Les Correspondances de Groucho Marx - Deux hommes et un Groucho

Le rideau s'ouvre sur un trio de jazz en action. Au centre de la scène, un canapé en cuir marron s'expose en toute sobriété, alors qu'au loin, devant un miroir, un homme met une dernière touche à son maquillage. En se dandinant.
La musique s'arrête. Côté cour, un homme arrive un cahier dans les mains. Il lit: une lettre adressée à l'humoriste américain Groucho Marx par un éditeur new-yorkais. C'est une demande formelle pour publier une partie des correspondances que l'artiste a entretenues avec une centaine de ses contemporains dans les dernières années. La réponse ne se fait pas attendre.«Votre lettre a été reçue et immédiatement brûlée. Je préfère ne pas avoir d'étrangers qui viennent fouiller dans ma correspondance. J'aimerais discuter de ça en détail, mais ma secrétaire a un rendez-vous dans cinq minutes. Avec moi.»

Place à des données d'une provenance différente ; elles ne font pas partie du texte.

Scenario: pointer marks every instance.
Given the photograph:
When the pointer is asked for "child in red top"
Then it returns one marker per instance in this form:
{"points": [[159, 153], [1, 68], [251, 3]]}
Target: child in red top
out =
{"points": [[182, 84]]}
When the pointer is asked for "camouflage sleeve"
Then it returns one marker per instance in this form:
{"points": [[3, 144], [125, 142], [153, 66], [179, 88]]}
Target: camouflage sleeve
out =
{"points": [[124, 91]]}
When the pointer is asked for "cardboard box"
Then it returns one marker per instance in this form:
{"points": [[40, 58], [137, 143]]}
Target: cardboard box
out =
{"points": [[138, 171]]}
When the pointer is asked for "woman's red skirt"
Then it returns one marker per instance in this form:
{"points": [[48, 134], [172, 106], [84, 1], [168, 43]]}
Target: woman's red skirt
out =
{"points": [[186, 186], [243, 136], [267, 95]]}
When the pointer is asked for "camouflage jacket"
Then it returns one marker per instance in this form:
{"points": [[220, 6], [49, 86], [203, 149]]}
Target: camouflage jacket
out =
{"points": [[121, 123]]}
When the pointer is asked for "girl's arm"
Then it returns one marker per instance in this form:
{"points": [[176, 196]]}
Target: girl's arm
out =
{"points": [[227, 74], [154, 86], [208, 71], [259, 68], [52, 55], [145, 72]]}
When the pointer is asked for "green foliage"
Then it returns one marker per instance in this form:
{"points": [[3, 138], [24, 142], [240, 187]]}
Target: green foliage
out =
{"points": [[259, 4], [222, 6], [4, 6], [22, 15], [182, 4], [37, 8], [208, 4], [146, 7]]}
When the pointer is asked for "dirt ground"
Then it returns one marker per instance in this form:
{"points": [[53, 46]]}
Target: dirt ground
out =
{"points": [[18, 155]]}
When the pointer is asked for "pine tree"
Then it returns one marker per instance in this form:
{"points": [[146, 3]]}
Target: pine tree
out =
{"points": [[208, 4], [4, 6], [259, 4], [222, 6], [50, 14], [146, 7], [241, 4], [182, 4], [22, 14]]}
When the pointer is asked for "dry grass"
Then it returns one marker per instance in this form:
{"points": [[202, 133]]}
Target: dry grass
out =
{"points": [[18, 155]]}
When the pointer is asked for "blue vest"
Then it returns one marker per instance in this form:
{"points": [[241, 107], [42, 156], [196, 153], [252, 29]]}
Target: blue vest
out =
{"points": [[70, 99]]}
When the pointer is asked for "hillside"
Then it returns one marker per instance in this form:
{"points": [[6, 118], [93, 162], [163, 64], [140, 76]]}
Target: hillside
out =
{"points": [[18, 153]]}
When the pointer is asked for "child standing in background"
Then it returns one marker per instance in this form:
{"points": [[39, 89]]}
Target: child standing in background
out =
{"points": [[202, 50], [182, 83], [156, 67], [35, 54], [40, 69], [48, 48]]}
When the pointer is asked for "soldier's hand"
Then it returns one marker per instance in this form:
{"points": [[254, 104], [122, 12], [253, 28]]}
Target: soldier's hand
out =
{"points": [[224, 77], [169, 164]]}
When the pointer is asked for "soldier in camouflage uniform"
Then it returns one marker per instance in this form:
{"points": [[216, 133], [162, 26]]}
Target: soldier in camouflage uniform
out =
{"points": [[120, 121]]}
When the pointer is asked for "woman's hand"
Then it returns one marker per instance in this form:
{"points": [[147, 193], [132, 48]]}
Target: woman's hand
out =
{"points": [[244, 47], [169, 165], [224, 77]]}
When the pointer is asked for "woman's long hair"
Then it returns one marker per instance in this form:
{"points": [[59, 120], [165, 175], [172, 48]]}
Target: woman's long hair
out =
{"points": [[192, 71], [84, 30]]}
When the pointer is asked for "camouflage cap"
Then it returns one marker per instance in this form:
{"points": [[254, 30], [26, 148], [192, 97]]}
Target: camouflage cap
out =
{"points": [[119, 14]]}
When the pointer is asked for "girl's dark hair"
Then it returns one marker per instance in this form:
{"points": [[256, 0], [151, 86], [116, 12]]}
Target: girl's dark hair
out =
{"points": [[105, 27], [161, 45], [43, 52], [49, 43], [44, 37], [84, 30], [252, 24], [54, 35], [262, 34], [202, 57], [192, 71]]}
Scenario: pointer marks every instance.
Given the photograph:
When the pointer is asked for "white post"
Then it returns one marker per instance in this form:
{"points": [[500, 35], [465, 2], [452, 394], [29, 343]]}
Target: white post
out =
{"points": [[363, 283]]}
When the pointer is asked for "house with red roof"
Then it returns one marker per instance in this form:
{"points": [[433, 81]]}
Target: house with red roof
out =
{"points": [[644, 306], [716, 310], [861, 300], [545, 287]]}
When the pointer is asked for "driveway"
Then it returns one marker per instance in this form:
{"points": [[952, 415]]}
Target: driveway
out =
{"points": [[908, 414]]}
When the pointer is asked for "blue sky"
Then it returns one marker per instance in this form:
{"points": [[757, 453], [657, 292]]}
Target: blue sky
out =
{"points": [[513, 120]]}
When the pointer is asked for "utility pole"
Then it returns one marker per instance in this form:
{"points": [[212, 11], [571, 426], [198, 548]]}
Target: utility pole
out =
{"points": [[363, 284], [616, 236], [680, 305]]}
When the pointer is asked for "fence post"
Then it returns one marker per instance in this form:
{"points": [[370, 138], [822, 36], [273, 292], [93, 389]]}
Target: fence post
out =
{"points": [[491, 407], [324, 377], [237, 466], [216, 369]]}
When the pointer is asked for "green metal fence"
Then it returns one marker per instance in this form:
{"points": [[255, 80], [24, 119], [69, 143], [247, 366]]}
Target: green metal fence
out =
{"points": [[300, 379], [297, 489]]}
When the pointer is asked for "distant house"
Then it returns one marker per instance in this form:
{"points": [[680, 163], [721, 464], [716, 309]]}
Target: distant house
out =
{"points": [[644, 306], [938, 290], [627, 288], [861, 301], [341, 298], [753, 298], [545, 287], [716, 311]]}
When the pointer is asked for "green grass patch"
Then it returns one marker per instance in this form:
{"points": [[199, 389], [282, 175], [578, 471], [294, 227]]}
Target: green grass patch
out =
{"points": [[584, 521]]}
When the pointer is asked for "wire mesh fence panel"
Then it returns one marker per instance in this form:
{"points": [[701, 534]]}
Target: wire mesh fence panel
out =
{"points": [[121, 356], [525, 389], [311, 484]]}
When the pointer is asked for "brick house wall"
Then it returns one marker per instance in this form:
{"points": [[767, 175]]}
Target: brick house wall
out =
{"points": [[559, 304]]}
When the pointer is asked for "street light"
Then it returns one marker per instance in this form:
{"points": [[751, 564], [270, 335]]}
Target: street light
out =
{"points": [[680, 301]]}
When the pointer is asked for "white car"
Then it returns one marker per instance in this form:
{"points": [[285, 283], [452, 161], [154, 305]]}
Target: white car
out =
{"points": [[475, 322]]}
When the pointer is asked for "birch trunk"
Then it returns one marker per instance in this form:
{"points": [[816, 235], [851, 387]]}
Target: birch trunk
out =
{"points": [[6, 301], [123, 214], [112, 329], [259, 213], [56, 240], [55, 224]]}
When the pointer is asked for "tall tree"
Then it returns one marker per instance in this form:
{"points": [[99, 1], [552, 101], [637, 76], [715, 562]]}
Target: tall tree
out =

Le texte est savoureux. Il a aussi été porté hier soir par l'acteur français Jean-Pierre Marielle venu avec son complice Pierre Vernier donner vie, le temps d'un spectacle, aux facéties épistolaires du plus célèbre des Marx Brothers, cette formation comique qui a déridé l'Amérique au début du siècle dernier. La chose a été justement baptisée Les correspondances de Groucho Marx. Elle est présentée pour cinq autres soirs dans le cadre du Festival Juste pour rire.

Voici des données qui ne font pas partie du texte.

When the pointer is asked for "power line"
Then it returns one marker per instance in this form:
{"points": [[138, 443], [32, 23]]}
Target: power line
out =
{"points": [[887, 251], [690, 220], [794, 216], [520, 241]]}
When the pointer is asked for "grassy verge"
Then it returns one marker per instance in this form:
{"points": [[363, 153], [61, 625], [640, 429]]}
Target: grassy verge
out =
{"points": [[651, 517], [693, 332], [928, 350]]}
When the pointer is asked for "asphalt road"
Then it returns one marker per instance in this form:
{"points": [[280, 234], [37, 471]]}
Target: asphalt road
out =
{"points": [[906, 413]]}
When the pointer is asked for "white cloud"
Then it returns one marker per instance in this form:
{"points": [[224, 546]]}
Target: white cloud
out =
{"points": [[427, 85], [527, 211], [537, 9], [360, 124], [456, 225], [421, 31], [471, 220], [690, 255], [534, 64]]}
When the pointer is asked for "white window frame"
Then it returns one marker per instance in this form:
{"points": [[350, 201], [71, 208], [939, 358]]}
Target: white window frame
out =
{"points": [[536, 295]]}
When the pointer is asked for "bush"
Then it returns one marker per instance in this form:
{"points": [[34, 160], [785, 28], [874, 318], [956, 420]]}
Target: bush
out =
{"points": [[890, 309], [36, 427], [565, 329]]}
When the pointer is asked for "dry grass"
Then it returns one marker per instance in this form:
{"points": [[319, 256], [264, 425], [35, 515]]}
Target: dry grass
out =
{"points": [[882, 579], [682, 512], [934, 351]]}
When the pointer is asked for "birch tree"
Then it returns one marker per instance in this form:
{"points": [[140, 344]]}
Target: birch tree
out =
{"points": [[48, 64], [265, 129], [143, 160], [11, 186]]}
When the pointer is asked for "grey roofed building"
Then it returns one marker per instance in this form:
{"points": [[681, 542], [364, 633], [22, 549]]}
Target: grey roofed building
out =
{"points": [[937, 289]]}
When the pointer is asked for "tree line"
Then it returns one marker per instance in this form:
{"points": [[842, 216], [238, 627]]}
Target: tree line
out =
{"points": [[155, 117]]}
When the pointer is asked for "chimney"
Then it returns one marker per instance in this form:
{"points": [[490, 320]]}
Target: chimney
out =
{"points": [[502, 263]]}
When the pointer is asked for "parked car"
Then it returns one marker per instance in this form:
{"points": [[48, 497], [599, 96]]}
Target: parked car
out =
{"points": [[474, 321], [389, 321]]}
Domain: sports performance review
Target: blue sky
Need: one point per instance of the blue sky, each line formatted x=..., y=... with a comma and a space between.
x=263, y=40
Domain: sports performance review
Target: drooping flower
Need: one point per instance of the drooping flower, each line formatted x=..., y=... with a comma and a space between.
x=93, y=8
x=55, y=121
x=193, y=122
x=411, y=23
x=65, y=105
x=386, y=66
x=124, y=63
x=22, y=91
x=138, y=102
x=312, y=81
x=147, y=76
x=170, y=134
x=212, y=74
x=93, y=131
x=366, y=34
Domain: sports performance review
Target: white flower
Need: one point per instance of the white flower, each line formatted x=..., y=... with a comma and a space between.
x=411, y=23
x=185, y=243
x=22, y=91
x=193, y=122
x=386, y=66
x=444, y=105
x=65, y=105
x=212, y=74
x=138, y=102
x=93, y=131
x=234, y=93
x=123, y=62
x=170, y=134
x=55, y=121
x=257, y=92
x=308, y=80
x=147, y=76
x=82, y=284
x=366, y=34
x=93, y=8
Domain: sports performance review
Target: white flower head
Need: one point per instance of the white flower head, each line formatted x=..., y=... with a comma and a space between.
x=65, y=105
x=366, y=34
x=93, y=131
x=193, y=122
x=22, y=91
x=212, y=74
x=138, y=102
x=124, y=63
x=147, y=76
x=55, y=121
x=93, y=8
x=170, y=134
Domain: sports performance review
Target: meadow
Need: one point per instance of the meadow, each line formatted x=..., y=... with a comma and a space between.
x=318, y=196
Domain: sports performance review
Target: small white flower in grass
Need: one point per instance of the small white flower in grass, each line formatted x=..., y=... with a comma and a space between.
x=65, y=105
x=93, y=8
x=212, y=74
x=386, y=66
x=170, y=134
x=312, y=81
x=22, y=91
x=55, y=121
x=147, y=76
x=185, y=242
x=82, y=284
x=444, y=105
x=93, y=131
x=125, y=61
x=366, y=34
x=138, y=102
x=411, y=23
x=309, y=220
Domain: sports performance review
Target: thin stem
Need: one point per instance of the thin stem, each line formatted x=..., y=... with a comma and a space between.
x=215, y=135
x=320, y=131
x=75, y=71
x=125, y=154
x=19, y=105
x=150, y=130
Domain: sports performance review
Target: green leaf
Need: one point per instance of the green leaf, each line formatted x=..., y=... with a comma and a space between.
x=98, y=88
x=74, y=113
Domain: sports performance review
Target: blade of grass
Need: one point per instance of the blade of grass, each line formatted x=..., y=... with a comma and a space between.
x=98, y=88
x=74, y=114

Plongée en règle dans le cynisme, l'autodérision, l'amertume et l'esprit fin de ce drôle de Groucho, ces lectures à deux voix, reconnaissables parmi mille, donnent aussi une balade intimiste surprenante sur le dos d'une plume, celle acerbe et cinglante d'un amateur de mots et d'idées. Des idées tordues, loufoques, mordantes envoyées entre 1941 et 1965 à des amis, de la famille, des relations professionnelles, des éditeurs de magazines ou des critiques. Et on comprend très vite les raisons qui les ont amenés, tous ou presque, à conserver les missives.
«Je suis amoureux, écrit-il en juin 1941 à son ami Arthur Sheekman, scénariste de son état. La seule arête dans le potage, c'est qu'elle a 22 ans et moi 97. C'est sans doute pour cela que je ne me souviens plus de son prénom».

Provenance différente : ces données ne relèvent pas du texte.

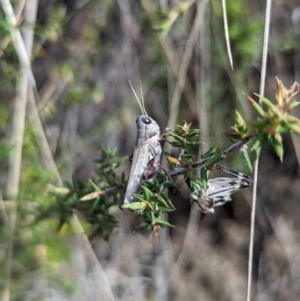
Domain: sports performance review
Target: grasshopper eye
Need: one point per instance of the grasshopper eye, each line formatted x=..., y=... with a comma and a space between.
x=146, y=120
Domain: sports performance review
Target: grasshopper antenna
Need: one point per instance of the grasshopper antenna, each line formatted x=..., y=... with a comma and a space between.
x=143, y=102
x=140, y=104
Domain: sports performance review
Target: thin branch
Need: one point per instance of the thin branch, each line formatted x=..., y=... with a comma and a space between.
x=227, y=33
x=204, y=80
x=261, y=93
x=182, y=74
x=18, y=124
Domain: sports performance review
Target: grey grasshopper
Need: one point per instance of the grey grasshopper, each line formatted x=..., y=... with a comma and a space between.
x=147, y=152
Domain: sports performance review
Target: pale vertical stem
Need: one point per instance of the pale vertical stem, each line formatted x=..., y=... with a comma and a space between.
x=182, y=74
x=204, y=80
x=227, y=33
x=18, y=125
x=254, y=196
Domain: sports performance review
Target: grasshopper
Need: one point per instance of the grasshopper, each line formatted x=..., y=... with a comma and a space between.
x=147, y=152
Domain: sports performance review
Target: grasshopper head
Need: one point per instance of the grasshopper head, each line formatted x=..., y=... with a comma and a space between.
x=147, y=127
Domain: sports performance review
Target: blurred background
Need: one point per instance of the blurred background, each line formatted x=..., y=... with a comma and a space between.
x=83, y=53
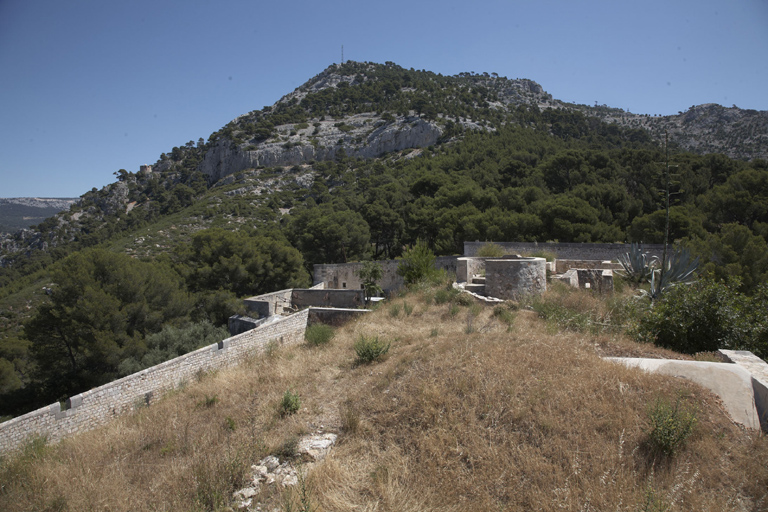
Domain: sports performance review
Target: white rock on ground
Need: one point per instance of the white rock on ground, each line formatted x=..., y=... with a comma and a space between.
x=269, y=470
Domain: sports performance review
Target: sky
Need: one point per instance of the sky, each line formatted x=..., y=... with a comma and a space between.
x=88, y=87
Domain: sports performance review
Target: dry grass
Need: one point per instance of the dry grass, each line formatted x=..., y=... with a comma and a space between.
x=527, y=418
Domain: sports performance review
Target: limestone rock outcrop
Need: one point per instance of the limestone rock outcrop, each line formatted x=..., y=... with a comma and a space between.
x=361, y=135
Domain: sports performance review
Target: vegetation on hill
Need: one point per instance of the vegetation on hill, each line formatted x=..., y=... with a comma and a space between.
x=490, y=417
x=511, y=164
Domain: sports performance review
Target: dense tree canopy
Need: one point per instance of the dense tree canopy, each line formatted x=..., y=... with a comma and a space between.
x=101, y=307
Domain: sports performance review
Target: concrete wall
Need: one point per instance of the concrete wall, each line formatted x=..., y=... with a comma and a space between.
x=344, y=275
x=269, y=304
x=563, y=266
x=466, y=268
x=334, y=316
x=304, y=298
x=566, y=250
x=99, y=405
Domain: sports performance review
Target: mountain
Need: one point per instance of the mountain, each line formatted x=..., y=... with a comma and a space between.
x=366, y=111
x=22, y=212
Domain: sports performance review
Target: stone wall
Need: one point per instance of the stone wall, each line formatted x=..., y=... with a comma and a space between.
x=563, y=266
x=99, y=405
x=514, y=277
x=269, y=304
x=303, y=298
x=344, y=275
x=335, y=316
x=566, y=250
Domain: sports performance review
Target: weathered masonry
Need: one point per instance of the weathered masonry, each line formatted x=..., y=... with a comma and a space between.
x=99, y=405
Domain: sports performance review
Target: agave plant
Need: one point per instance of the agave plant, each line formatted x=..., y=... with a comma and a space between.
x=638, y=265
x=679, y=269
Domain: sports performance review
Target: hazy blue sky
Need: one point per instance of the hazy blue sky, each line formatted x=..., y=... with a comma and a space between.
x=88, y=87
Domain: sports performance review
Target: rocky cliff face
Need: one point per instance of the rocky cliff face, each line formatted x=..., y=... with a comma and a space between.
x=708, y=128
x=362, y=135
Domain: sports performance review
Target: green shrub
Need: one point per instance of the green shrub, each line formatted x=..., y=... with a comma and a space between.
x=319, y=334
x=670, y=425
x=706, y=316
x=370, y=349
x=490, y=250
x=443, y=296
x=290, y=403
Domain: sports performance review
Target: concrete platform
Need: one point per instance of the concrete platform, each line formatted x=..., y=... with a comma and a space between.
x=731, y=382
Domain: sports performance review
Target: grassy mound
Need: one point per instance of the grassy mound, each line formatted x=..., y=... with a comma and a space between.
x=496, y=417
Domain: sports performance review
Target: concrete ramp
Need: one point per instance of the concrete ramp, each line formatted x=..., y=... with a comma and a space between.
x=731, y=382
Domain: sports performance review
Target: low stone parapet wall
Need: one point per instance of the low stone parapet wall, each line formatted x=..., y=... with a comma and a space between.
x=572, y=251
x=99, y=405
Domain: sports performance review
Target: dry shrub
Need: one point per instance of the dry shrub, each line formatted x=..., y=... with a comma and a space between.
x=525, y=419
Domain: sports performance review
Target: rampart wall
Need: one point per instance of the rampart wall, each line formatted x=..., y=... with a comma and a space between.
x=344, y=275
x=571, y=251
x=99, y=405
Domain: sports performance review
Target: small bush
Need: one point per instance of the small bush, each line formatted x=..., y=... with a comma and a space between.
x=670, y=425
x=418, y=264
x=319, y=334
x=209, y=401
x=706, y=316
x=371, y=349
x=290, y=403
x=463, y=299
x=504, y=315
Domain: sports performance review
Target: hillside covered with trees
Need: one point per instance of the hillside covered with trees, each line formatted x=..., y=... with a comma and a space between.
x=119, y=280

Loin d'être désopilante, cette correspondance anecdotique pose malgré tout, avec un humour fin et vachement textuel, un regard amusant sur une époque que les moins de 20 ans... mais aussi sur le quotidien d'un acteur qui a aimé rire beaucoup des autres et surtout de lui, autant au sommet de la gloire qu'une fois arrivé en bas.
Et forcément, le sublime de ces échanges intimes, même s'il souffre d'un théâtre Jean-Duceppe trop grand et trop froid pour ce genre d'exercice, trouve malgré tout son chemin entre deux acteurs septuagénaires qui n'ont plus rien à prouver... et qui ne s'en portent pas plus mal.